Chapter 3 Maximum Likelihood

So, remember that with maximum likelihood, we want to determine a distribution that best fits our data.

test

I assume you already have an intuituve understanding of what maximum likelihood is doing, and now I want to show you how you can programmatically do MLE. In a similar structure to the video, we will first jsut look at how we can calculate maximum likelihood for a simple normal distirbution, then apply it to regression models

3.0.1 MLE for random data

So, we will first just generate some random data from a specified distribution, and then see if we can reverse engineer the distribution using maximum likelihood.

Let’s generate 10 data point that are drawn from a distribution with mean (\(\mu\)) of \(0\) and varaince (\(\sigma\)) 1

set.seed(185)
data = data.frame(y = rnorm(10, mean = 0, sd = 1))
data$y

##  [1] -1.5312481  0.7163078  0.3149509  0.3991166 -0.7848094 -0.7860068
##  [7] -0.6427575  0.1737502 -0.1698537  2.4400214

Remember that calculating likelihood, just involved calculating the propobability of observing each given \(x\) value under a given distribution. So, lets fit some distributions to these data and see what their likelihood is.

y.all = seq(-3,3,0.1) #generating a list of values to build a curve
Pr = dnorm(y.all, mean = 0, sd = 0.5) #first curve has mean = 0 and sd = 0.2
Pr2 = dnorm(y.all, mean = 0.5, sd = 1) #second curve has mean = 0.5 and sd = 1
Pr3 = dnorm(y.all, mean = 0, sd = 1) #third curve has mean = 0.5 and sd = 1
plot(Pr ~ y.all, type = "l", ylim = c(0,0.8))
lines(Pr2 ~ y.all, type = "l", col = 36)
lines(Pr3 ~ y.all, type = "l", col = 21)
Pr.data = dnorm(data$y, mean = 0, sd = 0.5) 
Pr.data2 = dnorm(data$y, mean = 0.5, sd = 1)
Pr.data3 = dnorm(data$y, mean = 0, sd = 1)
points(Pr.data~data$y)
points(Pr.data2~data$y)
points(Pr.data3~data$y)

This gets a bit messy, but we can see that these data could come from any of these three distributions. So, if we want to determine the total likelihood of each of these distributions, we just need to calculate the product of the probabilities of each datum under the given distribution. The equation for our Total Likelihood for each distribution is:

\[ L(\mu, \sigma|x_1,\dots, x_n) = \prod_{i=1}^n\frac{1}{\sqrt{2\pi\sigma^2}}e^\frac{(x_i - \mu)^2}{2\sigma} \]

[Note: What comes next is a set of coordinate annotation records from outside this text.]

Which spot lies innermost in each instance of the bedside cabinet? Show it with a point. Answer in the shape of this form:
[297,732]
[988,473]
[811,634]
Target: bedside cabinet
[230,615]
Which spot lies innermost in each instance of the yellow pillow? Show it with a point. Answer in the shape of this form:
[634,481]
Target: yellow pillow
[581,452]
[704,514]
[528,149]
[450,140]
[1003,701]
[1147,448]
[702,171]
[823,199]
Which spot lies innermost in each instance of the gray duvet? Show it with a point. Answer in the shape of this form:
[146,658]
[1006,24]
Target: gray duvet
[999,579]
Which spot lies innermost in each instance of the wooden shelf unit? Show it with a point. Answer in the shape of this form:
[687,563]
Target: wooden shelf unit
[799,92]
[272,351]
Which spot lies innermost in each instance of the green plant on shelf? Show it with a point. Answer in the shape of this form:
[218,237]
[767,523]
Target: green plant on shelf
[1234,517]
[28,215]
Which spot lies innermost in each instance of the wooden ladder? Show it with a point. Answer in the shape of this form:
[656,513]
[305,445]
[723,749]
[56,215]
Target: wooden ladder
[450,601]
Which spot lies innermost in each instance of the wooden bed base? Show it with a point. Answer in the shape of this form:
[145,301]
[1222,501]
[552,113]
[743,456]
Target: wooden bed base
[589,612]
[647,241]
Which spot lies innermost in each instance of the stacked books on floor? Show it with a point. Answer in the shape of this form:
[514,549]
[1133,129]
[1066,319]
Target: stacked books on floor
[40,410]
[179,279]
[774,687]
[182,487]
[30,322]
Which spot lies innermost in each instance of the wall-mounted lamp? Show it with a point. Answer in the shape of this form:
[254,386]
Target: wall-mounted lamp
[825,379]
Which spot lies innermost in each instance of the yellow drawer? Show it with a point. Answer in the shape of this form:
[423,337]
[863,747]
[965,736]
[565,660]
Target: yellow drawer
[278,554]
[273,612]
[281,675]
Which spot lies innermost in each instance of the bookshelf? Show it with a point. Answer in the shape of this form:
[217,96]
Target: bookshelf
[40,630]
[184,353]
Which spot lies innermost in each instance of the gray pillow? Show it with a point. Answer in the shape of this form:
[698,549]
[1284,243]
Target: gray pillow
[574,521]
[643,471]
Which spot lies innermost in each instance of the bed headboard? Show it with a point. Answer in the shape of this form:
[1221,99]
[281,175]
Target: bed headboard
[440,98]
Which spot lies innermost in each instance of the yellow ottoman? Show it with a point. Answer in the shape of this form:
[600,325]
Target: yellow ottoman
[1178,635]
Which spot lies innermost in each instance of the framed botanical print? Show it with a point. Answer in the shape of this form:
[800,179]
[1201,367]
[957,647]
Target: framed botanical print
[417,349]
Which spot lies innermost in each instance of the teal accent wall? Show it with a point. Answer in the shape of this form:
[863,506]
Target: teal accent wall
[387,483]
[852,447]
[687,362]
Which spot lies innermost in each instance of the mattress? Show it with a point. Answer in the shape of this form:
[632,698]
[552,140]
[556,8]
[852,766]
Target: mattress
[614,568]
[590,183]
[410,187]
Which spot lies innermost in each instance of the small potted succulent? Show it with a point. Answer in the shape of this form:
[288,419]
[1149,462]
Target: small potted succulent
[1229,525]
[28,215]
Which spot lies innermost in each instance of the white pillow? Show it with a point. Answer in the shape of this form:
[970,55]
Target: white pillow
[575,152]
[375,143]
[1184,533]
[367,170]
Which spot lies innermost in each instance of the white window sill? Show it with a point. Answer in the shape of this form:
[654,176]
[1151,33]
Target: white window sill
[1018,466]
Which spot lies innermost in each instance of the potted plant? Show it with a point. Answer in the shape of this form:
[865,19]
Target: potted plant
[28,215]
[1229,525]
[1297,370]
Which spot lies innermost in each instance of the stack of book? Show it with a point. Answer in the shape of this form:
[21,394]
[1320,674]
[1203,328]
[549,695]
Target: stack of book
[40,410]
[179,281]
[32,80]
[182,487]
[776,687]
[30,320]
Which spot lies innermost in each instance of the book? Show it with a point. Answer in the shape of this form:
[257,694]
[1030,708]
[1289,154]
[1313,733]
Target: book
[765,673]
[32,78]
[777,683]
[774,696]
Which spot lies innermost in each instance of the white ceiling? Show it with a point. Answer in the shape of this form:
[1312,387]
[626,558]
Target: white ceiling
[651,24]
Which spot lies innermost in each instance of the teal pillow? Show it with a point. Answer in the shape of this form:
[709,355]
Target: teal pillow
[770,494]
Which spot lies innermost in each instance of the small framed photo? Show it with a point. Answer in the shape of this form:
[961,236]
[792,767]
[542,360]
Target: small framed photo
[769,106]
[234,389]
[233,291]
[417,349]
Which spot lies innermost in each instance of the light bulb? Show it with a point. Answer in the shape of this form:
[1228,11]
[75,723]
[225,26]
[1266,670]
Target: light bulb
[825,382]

Fortunately, this normal distribution equation has a shortcut in R with the family of norm functions.

So, we will calulate the Likelihood of our data under three different distributions:

\[ y \sim \mathcal{N}(0,0.5) \\ y \sim \mathcal{N}(0.5,1) \\ y \sim \mathcal{N}(0,1) \]

Remember, we are calculating the product of each value (I am multiplying by a constant to account for very small values)

d1 = prod(dnorm(data$y, mean = 0, sd = 0.5)) * 10**6
d2 = prod(dnorm(data$y, mean = 0.5, sd = 1)) * 10**6
d3 = prod(dnorm(data$y, mean = 0, sd = 1)) * 10**6
cbind(d1,d2,d3)

##                d1        d2        d3
## [1,] 4.566211e-05 0.1426874 0.4668093

We see our data are more likely under the third distribution, which remember is the distribution we samples from originally. So, we expect that!

But is this distirbution, the MOST likeliy distribution for these data? Maybe, maybe not. We would need to sample every single combination of \(\mu\) and \(\sigma\) to be sure.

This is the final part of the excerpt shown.